If you suffer from any or all of these disorders we have effective management strategies that can reverse these disorders and save your life. As such we would urge you to call our office for an appointment.

 

For good health it is essential to read labels of food products prior to purchasing them and certainly prior to consuming them. This is even more important for the diabetic patient.

 

Foods you should be avoiding entirely as a diabetic: fruit juices, synthetic sweeteners of any type, cookies, cakes, pies, candy, ice cream, pastries, (sweets and goodies of any type), white rice, white bread, white flour products in general, sodas, (except club soda, flavored is fine as long as there is no sugar or artificial sweetener), prepackaged flavored teas and energy drinks.

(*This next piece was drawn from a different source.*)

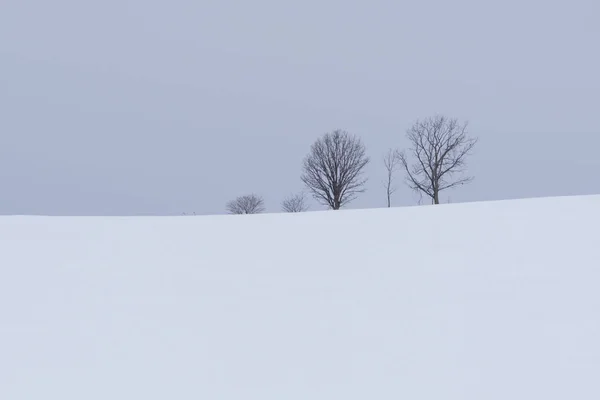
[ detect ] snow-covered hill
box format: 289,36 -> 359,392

Getting the idea?

 

Foods you should eat in moderation only if you blood glucose is under control: fruits, yellow vegetables, potatoes, cooked carrots, whole grains, long grain brown rice. While these foods are normally considered healthy they still have a high glycemic index and should only be consumed if permissible as per your measured glucose level.

 

Food you should eat: Meats, (honor serving sizes!), fish, seafood, nonfat greek yogurt, beans, green leafy vegetables, all nuts, avocado, eggs, whey protein powder supplement, (unsweetened), pumpkin seeds. These foods provide a high level of nutrition and energy comes from protein and fat rather than from carbohydrate thus making them low glycemic food choices.